O papo furado paraense para não cuprir o que diz o MPF fica mais criativo a cada dia. Depois do pedido negado do governo do Pará para que o MPF suspendesse por 60 dias as recomendações, direcionadas a empresas e frigoríficos, para que parassem de comprar gado de fazendas com desmatamento ilegal, o que já é um absurdo, os pecuaristas paraenses se superam e sugerem  proclamar a  independência do Estado.
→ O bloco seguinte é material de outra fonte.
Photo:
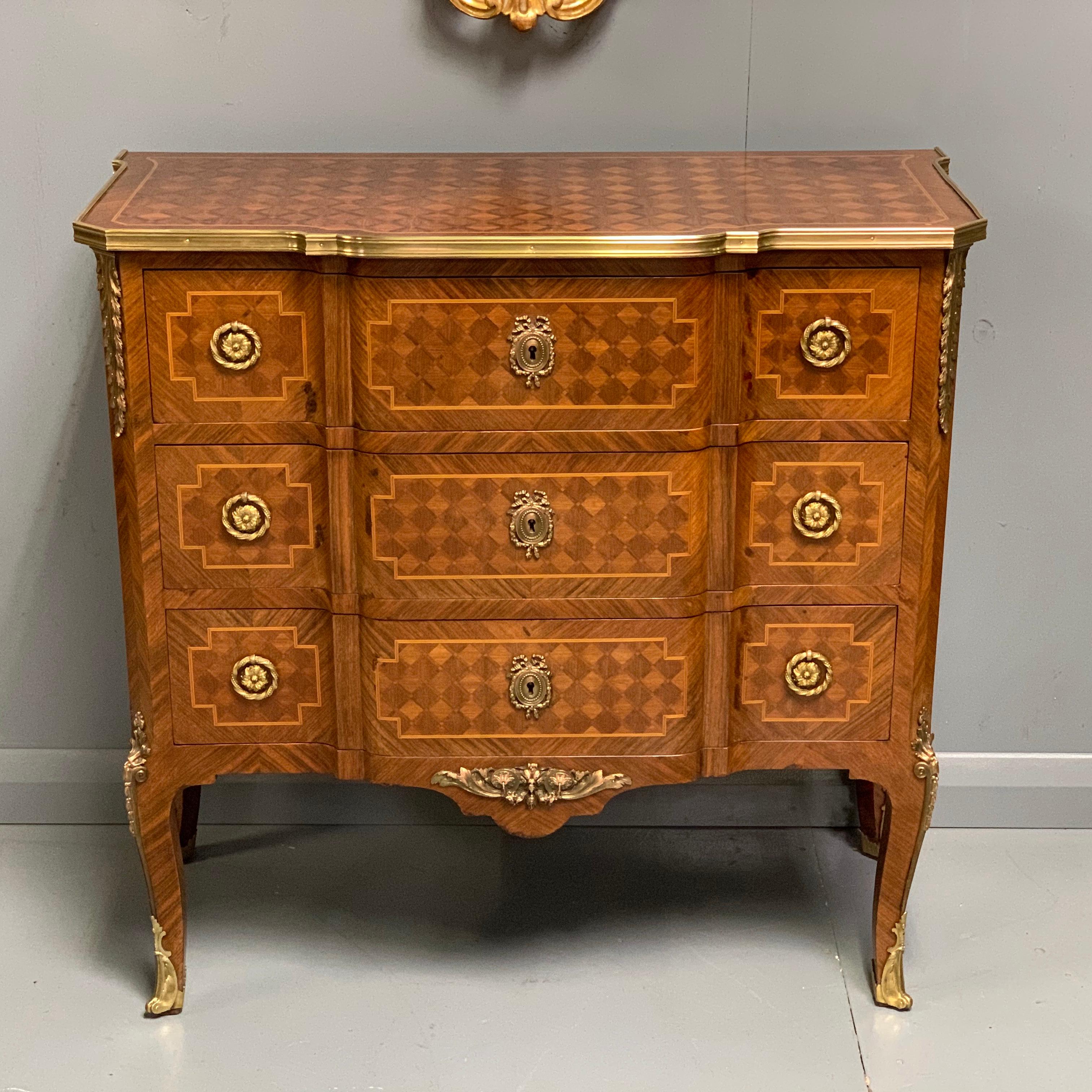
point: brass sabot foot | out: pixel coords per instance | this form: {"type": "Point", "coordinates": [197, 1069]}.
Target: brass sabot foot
{"type": "Point", "coordinates": [890, 989]}
{"type": "Point", "coordinates": [169, 995]}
No jornal O Liberal de hoje, o presidente da Federação da Agricultura do Pará (Faepa), Carlos Xavier, diz que vai pedir que o governo do Estado 'se junte ao movimento cabano para dizer ao Brasil que tem responsabilidade no uso das florestas'. 'Não queremos a interferência do Brasil no nosso Estado', disse Xavier. Os pecuaristas estão animados com a reunião da Comissão de Agricultura e Reforma Agrária do Congresso Nacional que aocntece amanhã e espera contar com a participação de  mais de quatro mil pessoas de todas as regiões do Pará, para  debater a crise causada pela recomendação do MPF à carne do Estado.

O procurador Daniel Azeredo reafirma que o único jeito dos frigoríficos se adequarem às leis é cumprindo uma série de medidas, entre elas, garantir o controle de sua cadeia produtiva.